I thought I was past it. I really did, but time and emotions and the way the world works can mess up the best of plans and the best of intentions.
It has been many months now since I had my man, Hercule Poirot in my bedroom all tidy in his boxed set. For a long time, a movie or show on TV was rare. I was reading a lot and when that was not enough, listening to my audio books. I slept better than I had in years and lately, with the change in my medications, even better. A full nights sleep? It happened. I know. What was up with that. But since mid summer, everything was changing. I was kind of glad when my little boys went back to school so I wouldn't have to pretend I was brave and could sleep without TV and sleep without a light on in my room.
In the past month, it has gotten so much worse. I use the timer on the TV. I know I sleep better without the extra light on, but each and every time it clicks off and the room gets dark, I wake and it has to go back on. I thought it was just the sound of voices and did try books, but the same with audio books. As soon as the screen went dark, I woke.
I am exhausted during the day and struggle to find the will to knit, even though it is what I most want to do. But all i seem to be able to do is sleep. It's light then and I don't need to worry about the dark apparently so it is a good sleep but I feel like an infant with their days and night all switched around.
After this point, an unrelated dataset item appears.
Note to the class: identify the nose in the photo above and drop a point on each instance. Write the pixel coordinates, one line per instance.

I have written about it before, that when Brian got sick, I found comfort in the undemanding mysteries of Agatha Christie and how the series of Miss Marple and Mr. Poirot became very dear friends in an odd sort of way. They helped me sleep. They helped me not to think. I am asking the same of them now. I need to not think. I need to pop on on and go to sleep comforted in the knowledge that they are there if I need them again. I have a wee night light filched from the kids room to take care of the dark problem.
I am going to need this for a while. My struggles are connected to my mom and dad. They have always been strong and generally healthy and other than the occasional big thing have not needed support or help from their kids. But they are aging rapidly and my dad is getting very frail. My dad, in particular has last the ability to swallow easily. Everyone says he is so thin and frail and they all worry that his time with us is not long. \He is very anxious and I think he is feeling very alone and scared. I don't want him to feel that way but I worry too. That is yet another piece of my framework that I may be losing soon and sweet heavens, as much as he fears going, I fear him leaving me to. I am not ready for it.
So I am bringing out the big guns to help restore a bit of something, be it the resolutions that Ms Christie always provides, or some other mystery. Poirot carried me through it before. Maybe he will again.
I will knit tomorrow. I will start a sleeve on the green sweater. I will get that one thing done. And I will have Jane and Hercule for company.